No Plans

By Jordana Mishory / June 21, 2012 at 8:46 PM

The Pentagon is not planning for potential sequestration cuts because it does not want to end up having to face the effects of its plans, a senior defense official said.

During a Bloomberg Government defense conference in Washington today, Assistant Secretary of Defense for Research and Engineering Zachary Lemnios said the department is not planning for potentially hundreds of billions of dollars of cuts from sequestration “because if you do, you sort of end up on that slope. And the secretary has made that point and we’re absolutely clear on that.”

Lemnios said the two chambers of Congress and the administration have to work together to solve the crisis. “It has to happen in that fashion rather than in this glide slope that ends up being a precipice that no body wants to be in,” Lemnios said.
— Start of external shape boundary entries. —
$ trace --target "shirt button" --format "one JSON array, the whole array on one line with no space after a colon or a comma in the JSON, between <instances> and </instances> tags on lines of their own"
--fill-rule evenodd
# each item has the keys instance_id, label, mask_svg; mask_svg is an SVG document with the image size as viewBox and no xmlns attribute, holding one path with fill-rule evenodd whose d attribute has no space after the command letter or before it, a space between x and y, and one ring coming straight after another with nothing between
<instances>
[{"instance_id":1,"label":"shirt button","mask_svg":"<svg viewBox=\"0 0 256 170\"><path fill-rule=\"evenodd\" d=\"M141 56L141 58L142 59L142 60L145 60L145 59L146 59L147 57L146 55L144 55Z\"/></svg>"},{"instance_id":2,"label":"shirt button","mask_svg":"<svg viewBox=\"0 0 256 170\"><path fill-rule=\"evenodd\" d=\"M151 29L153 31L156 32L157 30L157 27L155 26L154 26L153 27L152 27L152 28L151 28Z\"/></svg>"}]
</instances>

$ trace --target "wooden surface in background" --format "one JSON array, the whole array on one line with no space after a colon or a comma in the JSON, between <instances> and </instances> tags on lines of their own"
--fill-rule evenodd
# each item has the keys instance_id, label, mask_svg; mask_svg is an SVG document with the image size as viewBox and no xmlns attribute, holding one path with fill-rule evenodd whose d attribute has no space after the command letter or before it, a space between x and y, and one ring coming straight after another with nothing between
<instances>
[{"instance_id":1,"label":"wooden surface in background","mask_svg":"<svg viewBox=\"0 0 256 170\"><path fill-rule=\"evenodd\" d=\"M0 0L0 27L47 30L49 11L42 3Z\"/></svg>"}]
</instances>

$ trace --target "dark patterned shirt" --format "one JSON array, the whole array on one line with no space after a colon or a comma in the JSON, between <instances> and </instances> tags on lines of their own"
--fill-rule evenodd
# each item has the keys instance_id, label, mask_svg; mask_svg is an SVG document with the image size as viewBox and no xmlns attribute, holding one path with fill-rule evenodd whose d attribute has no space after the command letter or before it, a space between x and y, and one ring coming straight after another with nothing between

He argued that it would be much more productive to spend the administration’s energy on proposing a solution rather than planning for a set of options that could possibly not happen.

During the session, Rep. Mo Brooks (R-AL) said he was completely puzzled by the Pentagon’s refusal to plan, contending that it was more political in nature than substantive. He said he and his colleagues on the House Armed Services Committee have pressed officials on the issue of what happens when sequestration gets triggered in January. Brooks said the administration responded that the Defense Department was going to start terminating contracts for the convenience of the government or renegotiating them.

“I would encourage the White House to start planning and the Pentagon to be freed from this restraint so that they can start planning, and most importantly so that they will be in a position where they can describe to the public the adverse affects of sequestration, so the public can make perhaps some informed decisions on the election day in November,” Brooks said.

He anticipated seeing massive numbers of industry layoffs due to these cuts.

Brooks laid out some scenarios that could occur to meet the sequestration funding levels: mothballing one or two carrier battle groups; mothballing one or two submarines; or mothballing a significant percentage of the fighter and bomber capabilities.

Lemnios did note that the Pentagon is planning for a future research and engineering portfolio that is more tightly coupled with academia and with industry.